Steamboats, when they had been established to be reliable carriers, became America's grand passion and steamboat days marked the passing of isolation and the beginning of travel in America. To be quickly and cheaply transported was an obsession when the country was young, for it meant adventure with much of the old hardship left out. Problems of building and operation were solved quickly and speed was the spirit of America. Fulton's first steamboat made five miles an hour. Ten years later Stevens' steamers were hitting fifteen miles, and in 1846 Commodore Cornelius Vanderbilt raced Traveller against "Live Oak" George Law's Oregon to a dead heat, 20 miles in 57 minutes.

Shallow waters were deepened and made navigable at private expense. Steamboats grew in size and in such numbers that 800,000 tons were added in a single year. Journeys which had required weeks to make were accomplished by steamboats in as many days. Pioneer wildernesses blossomed cities and towns almost over night. Mechanics were created by thousands, and dreamers of yesterday were conservative steamboat executives the day following.

A struggle to monopolize steamboats was bitterly fought. Laws had not been written, or, if on the statute books, had not been tried and tested; the constitution had not been interpreted, and the monopoly grants threatened to disrupt the young country, for the States were at grips with each other over steamboats.

These legal contentions developed into commercial warfare, bitterness, hatred and unfair competitive battle unknown before and not tolerated since. Passengers were kidnapped by rival lines and steamboats fouled each other in premeditated collisions, while they omitted advertised stops in the race to beat competitors and proclaimed superior speed which they did not possess.

From the fights emerged Vanderbilt, Drew, Isaac Newton, Chapin, Borden, Memnemon Sanford, Whildin, Aspinwall and Charles Morgan among other early leaders who became great transportation executives and capitalists; and ruin consumed scores of others who tried and failed.

As if attempting to repair the damage occasioned by their monopolistic introduction, steamboats knitted and solidified the eastern States into a strong and enduring republican government and on the western rivers and lakes steamboats carried thousands of pioneer home-seekers across and beyond the old boundaries, and "without steamboats the West might never have been the West."

When New England coast towns were burned by the British in the War of 1812, and their people settled anew on western land grants, the shipbuilders among them continued in the one trade they knew. Pittsburgh became a shipbuilding port with anchor forges, block factories, rope walks and shipbuilding yards, not alone for river boats which later came in such numbers, but sea-going ships. Pittsburgh and Marietta built full-rigged ships that sailed over the world.

For twenty-five years steamboats alone provided transportation and later when they divided the business with railroads, the steamboats' share was largest and of primary importance, for the railroads were, at first, but feeders and extensions of steamboat routes. Credit is commonly given to railroads for the expansion of America, but it was the pioneer steamboats out of Pittsburgh that opened the Ohio and Mississippi valleys, and steamboats on the coast, rivers, canals and lakes facilitated the great movement of passengers and freight.

The early thought devoted to transportation did not contemplate competition between steamboats and railroads.
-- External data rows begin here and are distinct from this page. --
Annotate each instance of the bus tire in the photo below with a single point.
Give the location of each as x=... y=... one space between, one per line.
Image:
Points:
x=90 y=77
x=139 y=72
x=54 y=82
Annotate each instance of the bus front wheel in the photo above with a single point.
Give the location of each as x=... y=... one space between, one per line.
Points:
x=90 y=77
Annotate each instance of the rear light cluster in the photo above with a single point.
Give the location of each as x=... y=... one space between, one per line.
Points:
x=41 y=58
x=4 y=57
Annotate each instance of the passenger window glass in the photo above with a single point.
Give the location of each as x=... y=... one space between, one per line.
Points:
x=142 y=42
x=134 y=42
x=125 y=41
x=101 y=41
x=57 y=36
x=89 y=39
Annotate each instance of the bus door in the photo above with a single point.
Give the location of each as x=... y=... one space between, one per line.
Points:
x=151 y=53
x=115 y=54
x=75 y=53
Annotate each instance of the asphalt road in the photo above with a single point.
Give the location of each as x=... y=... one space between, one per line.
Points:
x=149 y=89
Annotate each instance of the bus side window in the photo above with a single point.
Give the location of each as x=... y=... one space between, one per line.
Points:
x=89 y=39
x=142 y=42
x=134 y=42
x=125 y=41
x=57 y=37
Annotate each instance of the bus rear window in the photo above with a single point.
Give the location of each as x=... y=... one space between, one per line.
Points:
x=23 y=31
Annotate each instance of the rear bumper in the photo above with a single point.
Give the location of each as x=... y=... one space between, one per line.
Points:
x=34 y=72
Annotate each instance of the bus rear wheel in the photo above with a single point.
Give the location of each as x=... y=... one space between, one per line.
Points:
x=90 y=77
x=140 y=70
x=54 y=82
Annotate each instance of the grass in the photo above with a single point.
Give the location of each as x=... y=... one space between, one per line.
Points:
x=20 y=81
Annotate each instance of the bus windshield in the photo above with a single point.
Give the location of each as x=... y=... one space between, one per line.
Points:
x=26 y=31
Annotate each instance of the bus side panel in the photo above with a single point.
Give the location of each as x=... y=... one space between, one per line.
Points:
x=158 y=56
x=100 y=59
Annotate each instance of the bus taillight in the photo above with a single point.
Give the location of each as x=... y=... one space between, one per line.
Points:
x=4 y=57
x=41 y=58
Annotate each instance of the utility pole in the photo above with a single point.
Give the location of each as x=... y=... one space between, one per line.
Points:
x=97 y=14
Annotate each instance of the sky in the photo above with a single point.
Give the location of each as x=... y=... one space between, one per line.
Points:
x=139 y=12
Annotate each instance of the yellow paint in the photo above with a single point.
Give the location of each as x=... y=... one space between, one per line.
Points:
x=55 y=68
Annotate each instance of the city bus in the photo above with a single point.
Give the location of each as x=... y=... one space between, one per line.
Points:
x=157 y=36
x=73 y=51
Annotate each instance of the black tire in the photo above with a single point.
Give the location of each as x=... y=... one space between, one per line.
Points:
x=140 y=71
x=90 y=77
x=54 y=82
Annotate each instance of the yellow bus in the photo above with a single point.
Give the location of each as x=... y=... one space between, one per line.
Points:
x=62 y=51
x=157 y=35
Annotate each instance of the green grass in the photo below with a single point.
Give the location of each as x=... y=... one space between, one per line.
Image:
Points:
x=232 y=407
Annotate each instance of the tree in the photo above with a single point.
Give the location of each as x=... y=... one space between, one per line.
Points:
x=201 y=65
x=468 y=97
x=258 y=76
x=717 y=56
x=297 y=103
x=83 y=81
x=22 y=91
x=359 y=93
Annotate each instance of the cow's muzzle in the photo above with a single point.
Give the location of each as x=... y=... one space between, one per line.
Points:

Commonly the two systems had the same ownership, and steamboat owners promoted connecting rail lines, replacing stage coaches, and often with steamboat capital.

The imagination of early steamboat builders was limitless. Their ability to put their plans into effect was marvelous considering every step taken was new. Modern ocean liners only measure up to early conceptions. Coast and inland steamboats of today are no larger or finer than New World of 1848 and present-day steamboats are not faster. Except in her power equipment Great Eastern anticipated present design by half a century.

Steamboat days were romantic and travel was adventure. Transportation was a highly competitive business and men struggled to win and maintain place. This hectic competition was a glorious game which helped to advance travel. New lands were conquered and great cities built where steamboats reached, and the nation halted in its pursuit of agriculture to enter upon the mechanics and engineering of steamboating.

When the high seas came to be crossed by steam vessels American steamships led in speed, numbers, comforts and cargo capacity. The largest and most satisfying ocean liners were American built and owned. English travelers preferred them. This leadership was lost to America following the Civil War. The railroads gradually took an increasing share of business, and monopolized capital available for transportation expansion. The railroads recruited their forces, too, largely from the steamboat world.

America did not lose her leadership in the change from sail to steam. She began to build iron ships as soon as any country. The Civil War gave impetus to iron shipbuilding. The Government had brought the art to such place that iron vessels could be built in America, so far as everything except raw materials was concerned, as cheaply as Europe could build them.

Nor was it the differential bounty of forty-four cents a ton granted to early American ships that made them prosperous, for this bounty only matched the bounties of other shipping nations.

Congress refused to permit three-quarters of a million tons of American steam and sail ships, which had gone under foreign flags for protection during the Civil War, to return to American registry, and so kept in the service of competitive nations a vast amount of American owned tonnage and capital.

While competitive nations were aiding their ocean shipping by direct methods of subventions and mail contracts and by indirect methods of relief, the United States Government refused assistance, and imposed new burdens upon shipping beyond those of other industries, which increased the cost of operating American ships.

America lost its leadership in steam. The Navy and the river, lake and coast steamboats kept shipbuilding alive and America showed ability to come back in the World War. The American flag will continue to fly from a representative merchant fleet upon the seven seas because a united country has determined to keep it there.